May 1, 2013 4th Circuit published opinions

DiFederico v Marriott International, Incorporated

DiFederico’s husband was killed in a terrorist attack while staying at a Marriott hotel in Pakistan. She sued Marriott alleging negligence in the creation and performance of the security plan at the hotel. The district court dismissed on inconvenient forum grounds. The panel reversed. It held that Pakistan was not an available forum as the statute of limitations had run and that defense could not be waived. Also, there was no evidence in the record that DiFederico purposely let the statute run before filing suit. The panel held the district court erred by not giving heightened deference to DiFederico’s forum choice as Marriott is headquartered in Maryland where the suit was filed.
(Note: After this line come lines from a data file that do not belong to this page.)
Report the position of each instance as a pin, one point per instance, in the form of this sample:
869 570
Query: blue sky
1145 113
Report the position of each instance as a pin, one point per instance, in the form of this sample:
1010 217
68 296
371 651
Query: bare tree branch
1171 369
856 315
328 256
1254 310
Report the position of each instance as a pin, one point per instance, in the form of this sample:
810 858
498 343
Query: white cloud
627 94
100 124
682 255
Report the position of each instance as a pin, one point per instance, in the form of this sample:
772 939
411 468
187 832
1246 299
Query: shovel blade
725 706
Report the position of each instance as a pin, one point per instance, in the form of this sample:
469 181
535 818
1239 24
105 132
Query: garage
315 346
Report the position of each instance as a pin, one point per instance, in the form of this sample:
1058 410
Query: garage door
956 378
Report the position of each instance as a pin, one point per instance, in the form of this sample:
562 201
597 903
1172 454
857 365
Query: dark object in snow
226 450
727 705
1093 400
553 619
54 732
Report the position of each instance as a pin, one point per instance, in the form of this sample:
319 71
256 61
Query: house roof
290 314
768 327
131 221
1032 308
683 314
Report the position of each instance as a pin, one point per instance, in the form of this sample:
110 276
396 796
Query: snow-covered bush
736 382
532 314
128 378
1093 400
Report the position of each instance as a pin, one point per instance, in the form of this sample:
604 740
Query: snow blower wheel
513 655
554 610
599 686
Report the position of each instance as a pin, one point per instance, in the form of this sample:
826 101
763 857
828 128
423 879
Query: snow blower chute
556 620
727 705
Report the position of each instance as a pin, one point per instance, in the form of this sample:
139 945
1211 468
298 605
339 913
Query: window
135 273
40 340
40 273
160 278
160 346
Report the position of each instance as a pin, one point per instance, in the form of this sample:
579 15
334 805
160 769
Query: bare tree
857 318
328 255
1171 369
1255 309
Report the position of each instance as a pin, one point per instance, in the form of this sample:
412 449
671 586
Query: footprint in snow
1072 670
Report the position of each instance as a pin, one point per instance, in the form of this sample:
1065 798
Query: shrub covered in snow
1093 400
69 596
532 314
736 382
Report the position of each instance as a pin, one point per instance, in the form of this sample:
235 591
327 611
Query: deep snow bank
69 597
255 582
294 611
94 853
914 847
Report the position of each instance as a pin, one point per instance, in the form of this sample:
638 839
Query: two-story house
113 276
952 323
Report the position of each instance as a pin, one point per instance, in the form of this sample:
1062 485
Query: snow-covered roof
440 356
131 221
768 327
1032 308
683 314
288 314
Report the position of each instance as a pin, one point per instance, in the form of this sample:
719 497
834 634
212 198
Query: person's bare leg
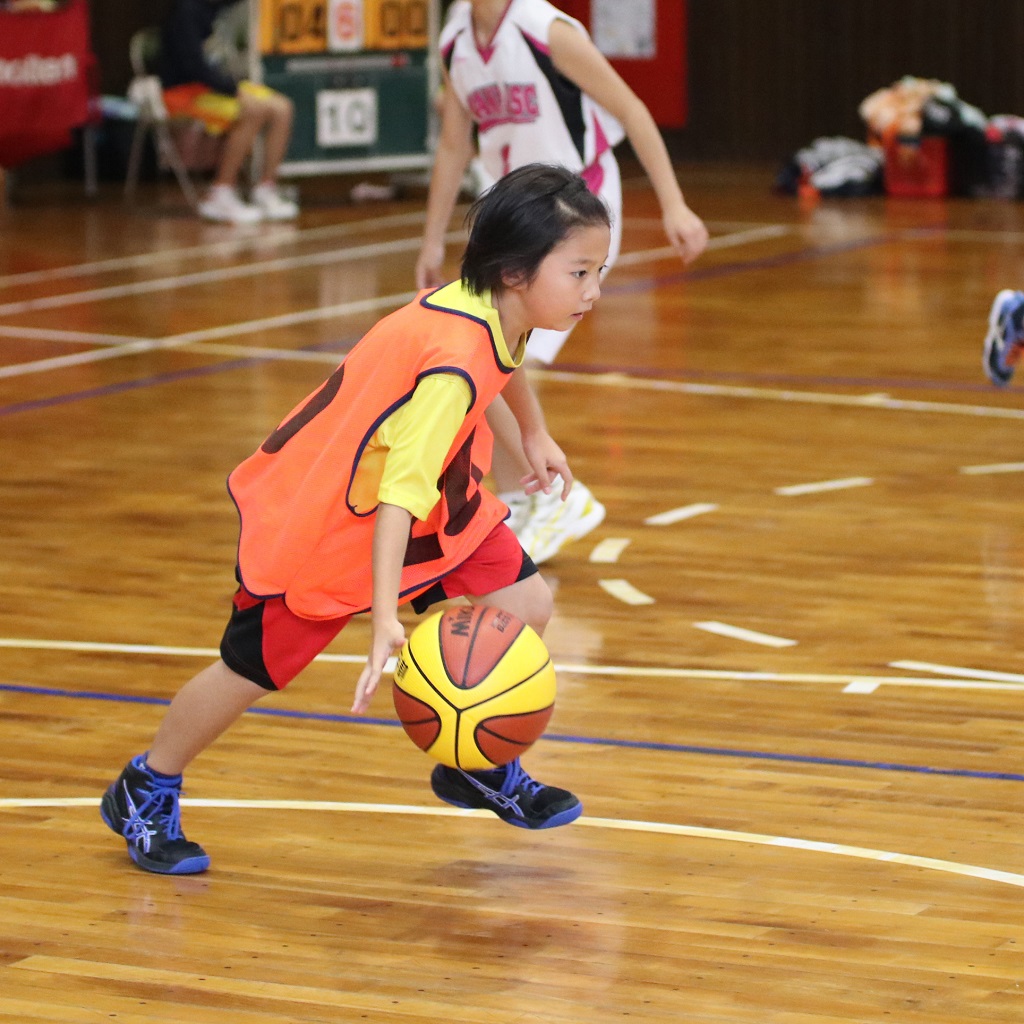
527 599
203 709
240 141
279 133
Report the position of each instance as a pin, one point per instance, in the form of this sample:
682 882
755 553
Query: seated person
195 87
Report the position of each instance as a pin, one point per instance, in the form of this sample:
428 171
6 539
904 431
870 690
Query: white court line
750 636
71 337
950 670
193 337
356 253
260 267
227 247
572 668
678 515
624 591
768 394
821 485
996 467
609 549
311 807
260 352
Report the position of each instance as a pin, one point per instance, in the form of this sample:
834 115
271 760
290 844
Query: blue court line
637 744
726 269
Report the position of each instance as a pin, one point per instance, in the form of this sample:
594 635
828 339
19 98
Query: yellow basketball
474 687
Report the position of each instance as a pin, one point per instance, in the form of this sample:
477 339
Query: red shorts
269 644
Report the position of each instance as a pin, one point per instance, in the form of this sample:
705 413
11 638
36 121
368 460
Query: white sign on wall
346 117
624 28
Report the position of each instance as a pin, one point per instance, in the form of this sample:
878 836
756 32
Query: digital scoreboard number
343 26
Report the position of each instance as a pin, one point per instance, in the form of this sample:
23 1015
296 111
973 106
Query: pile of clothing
984 156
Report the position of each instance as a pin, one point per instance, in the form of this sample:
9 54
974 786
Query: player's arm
545 457
455 150
390 540
581 61
418 438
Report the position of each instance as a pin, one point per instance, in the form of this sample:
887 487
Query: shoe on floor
271 205
142 807
550 523
1005 338
510 793
225 206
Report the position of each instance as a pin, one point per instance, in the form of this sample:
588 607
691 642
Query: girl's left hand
548 462
686 231
388 637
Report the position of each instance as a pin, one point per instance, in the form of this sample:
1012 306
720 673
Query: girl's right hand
430 266
388 637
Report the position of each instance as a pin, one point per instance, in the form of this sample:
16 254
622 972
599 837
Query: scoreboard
361 76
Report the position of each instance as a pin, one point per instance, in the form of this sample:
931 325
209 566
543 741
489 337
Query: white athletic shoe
551 523
272 205
223 205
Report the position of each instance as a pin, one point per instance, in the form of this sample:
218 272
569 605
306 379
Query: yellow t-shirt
414 441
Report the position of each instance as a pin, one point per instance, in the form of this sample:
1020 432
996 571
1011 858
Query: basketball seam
428 681
522 682
494 665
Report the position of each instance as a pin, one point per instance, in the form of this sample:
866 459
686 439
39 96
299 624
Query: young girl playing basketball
527 80
368 496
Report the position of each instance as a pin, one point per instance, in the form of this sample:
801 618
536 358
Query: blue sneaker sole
561 818
190 865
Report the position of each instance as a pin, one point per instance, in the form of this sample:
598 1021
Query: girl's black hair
516 222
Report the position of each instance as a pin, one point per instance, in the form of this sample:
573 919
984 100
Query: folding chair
147 94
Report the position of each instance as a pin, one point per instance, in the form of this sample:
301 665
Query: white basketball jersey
524 109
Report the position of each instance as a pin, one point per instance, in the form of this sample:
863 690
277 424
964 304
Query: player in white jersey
526 80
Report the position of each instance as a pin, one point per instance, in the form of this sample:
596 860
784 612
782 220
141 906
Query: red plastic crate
916 167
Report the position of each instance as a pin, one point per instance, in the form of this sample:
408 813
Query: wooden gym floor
790 672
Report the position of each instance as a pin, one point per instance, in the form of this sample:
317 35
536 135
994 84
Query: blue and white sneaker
510 793
142 807
1005 338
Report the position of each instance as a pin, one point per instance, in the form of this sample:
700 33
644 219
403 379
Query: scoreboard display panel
360 74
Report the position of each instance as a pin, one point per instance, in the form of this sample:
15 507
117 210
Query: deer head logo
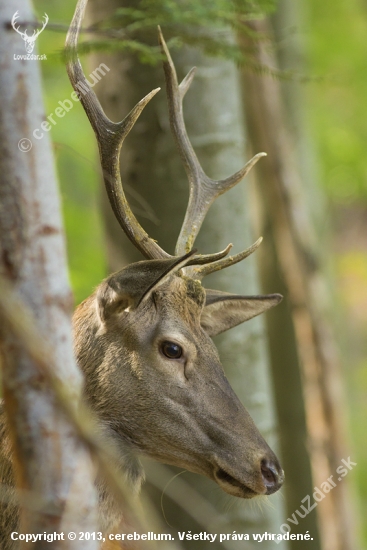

Given that DiFederico would face emotional trauma and significant logistical challenges if the suit is tried in Pakistan, the witnesses to be called are in the United States, the bulk of eh evidence is there, there is an interest in an American jury to decide the case and the district court is perfectly able to interpret and apply Pakistani law, the balance of factors favors trial in the United States. Thus, the case was remanded for further proceedings.

United States v Davis

Davis broke into a house and stole a firearm and other items. He pled guilty to possession of a stolen firearm. The presentence report noted that there was no basis for a restitution award to the gun owner. However, the district court imposed restitution as part of the sentence. The panel reversed. It held that under United States Supreme court precedent, restitution under 18 USC 3663 is limited to victims of the crime pled to. There was no damage to the homeowner from the possession of the gun and thus restitution was not authorized. Nor did the plea agreement authorize restitution as it limited liability to awards under 3663. Applying plain error analysis, the panel held the error was obvious, affected Davis’ substantive rights as he was ordered to pay an unauthorized restitution award and allowing that award to stand would affect public confidence and the fairness of judicial proceedings as the award was illegal. Thus, the panel reversed.